Great info. I'd like to look at something differently though...
The reason muscle weighs more that fat is just like saying iron weighs more that feathers. Yes a pound of irons weighs the same as a pound of feathers, but you need a truckfull of feathers to match with a little bit of iron. Just as in the case of muscle and fat, you need a whole lot of fat mass to match the weight of muscle. Like if you put a fistful of muscle and a fistful of fat on a balance scale, the muscle will tip the scales.
That said, it explains why a person who is obviously slim and muscular (like bodybuilders) can weigh more that someone of similar height and build but wit much more body fat.
3. You burn more fat by exercising longer at a lower intensity – the myth of the ’fat-burning zone’.
No, we burn a higher percentage of fat as a fuel source when working at lower intensities, but we burn more total calories when exercising at higher intensities. At the end of the day, it’s calories in versus calories out that matters.
This is very confusing for me. If we burn more fat percentage isn't it what we're looking for? I thought calories are food we just ate recently, but I want to burn excess fat!
I'm new here and would appreciate an explanation.
Hey everyone,
I'm new here, training hard, and doing lot's of reading.

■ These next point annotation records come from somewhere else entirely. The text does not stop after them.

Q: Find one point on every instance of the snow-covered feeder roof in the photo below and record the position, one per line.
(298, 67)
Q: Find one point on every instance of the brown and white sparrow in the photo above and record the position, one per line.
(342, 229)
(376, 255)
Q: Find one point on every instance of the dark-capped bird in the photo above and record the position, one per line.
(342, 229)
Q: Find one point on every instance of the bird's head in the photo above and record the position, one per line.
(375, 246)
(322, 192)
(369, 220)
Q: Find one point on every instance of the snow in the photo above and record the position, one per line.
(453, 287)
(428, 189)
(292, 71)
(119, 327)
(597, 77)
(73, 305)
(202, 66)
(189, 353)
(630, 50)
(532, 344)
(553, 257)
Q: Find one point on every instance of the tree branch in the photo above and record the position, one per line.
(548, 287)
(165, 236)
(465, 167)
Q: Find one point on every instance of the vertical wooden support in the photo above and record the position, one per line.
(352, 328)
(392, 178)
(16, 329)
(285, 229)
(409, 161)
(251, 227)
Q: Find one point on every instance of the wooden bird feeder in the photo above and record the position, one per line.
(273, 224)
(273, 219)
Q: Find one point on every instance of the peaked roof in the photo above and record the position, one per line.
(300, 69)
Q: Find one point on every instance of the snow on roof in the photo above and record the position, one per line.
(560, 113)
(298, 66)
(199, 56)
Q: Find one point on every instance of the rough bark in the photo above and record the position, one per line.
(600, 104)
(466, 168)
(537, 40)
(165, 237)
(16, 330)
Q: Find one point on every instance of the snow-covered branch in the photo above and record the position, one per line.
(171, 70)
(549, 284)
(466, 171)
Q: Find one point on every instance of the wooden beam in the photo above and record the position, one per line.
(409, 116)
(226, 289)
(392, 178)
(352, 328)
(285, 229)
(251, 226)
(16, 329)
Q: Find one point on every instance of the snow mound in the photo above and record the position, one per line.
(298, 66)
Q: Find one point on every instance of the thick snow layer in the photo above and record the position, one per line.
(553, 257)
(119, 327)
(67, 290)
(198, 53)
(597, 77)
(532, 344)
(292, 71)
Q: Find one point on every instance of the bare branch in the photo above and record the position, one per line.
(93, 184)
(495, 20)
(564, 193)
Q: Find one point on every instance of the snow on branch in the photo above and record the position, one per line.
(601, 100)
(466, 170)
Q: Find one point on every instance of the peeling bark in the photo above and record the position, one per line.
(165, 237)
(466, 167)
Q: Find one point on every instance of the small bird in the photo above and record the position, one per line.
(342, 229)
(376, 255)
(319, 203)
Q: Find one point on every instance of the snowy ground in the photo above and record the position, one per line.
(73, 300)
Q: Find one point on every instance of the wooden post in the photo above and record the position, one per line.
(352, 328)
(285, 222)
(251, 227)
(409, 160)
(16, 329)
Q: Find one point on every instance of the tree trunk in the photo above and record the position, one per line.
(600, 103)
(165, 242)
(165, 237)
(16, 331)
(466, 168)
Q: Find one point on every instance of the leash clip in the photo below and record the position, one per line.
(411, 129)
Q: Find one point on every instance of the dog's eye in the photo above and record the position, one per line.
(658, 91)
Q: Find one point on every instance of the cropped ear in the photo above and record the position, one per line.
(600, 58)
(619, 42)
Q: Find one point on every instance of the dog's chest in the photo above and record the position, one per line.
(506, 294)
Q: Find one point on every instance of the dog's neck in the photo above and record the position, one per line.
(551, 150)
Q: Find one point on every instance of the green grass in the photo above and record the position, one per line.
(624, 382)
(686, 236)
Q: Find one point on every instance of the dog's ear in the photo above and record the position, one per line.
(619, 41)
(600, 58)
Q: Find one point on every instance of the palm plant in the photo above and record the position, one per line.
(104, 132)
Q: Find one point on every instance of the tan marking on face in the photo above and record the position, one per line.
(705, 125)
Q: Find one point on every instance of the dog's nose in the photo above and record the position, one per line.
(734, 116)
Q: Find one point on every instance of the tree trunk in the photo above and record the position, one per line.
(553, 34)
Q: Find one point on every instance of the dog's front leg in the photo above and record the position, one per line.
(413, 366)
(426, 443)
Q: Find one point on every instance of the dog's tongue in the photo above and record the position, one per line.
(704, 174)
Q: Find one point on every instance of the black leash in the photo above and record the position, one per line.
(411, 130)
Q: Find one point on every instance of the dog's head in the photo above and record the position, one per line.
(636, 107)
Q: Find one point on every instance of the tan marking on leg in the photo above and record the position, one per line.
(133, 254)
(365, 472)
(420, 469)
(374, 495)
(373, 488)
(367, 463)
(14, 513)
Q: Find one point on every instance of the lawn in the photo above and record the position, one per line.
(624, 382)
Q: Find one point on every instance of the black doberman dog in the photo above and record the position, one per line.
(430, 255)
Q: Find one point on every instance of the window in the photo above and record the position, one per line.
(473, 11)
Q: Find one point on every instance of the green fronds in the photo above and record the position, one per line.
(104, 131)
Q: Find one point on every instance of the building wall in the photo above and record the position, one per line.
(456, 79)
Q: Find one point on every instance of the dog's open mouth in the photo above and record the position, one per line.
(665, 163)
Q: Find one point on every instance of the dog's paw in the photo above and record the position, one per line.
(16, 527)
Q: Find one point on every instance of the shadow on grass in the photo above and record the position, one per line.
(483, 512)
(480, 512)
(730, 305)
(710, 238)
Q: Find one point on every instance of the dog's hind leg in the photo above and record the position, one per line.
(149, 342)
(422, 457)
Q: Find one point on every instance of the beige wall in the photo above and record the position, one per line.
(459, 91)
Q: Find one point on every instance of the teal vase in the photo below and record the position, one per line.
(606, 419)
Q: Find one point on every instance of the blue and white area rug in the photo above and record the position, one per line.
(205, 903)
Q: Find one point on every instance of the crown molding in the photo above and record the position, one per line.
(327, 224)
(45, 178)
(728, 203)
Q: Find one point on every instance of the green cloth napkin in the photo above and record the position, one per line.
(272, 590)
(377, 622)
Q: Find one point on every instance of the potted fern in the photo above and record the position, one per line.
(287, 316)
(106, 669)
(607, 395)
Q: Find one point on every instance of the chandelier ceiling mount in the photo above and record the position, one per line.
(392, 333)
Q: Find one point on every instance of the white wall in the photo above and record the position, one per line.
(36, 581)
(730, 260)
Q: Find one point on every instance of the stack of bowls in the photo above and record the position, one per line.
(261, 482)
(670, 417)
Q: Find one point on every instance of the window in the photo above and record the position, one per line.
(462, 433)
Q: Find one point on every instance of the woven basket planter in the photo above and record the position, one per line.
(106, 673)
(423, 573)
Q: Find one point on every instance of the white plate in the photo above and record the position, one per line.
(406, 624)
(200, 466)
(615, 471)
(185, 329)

I wonder if I haven't got an answer to my post (2 posts above), cause everyone is on vacation.
Regarding point #3.
Burning more fat, isn't it our goal? I thought calories are food we just ate recently, but since I'm on diet now, I want to burn excess fat from the years I wasn't.
Hope Meg or someone else can reply.
2. Lifting weights will give women big, bulky muscles.
No, most women don’t have the hormones necessary to ‘bulk up’. Weightlifting makes most women smaller and tighter, not bigger and bulkier.
This is good to know I was worried about this. Thanks.
Like Rachellia... I put on muscle mass easily. But I'm ok with that, thrilled with that really (except in the arms...I have trouble finding jackets that fit because my arms are also my biggest problem fat area).
Great read. Not sure if I can FULLY agree on everything said without justifiable proof, as many weight trainers and fitness instructors have said differently, etc. But I can agree with 95% or more of what was said easily! Some things do work differently for other people though, so no telling. Brilliant post nonetheless!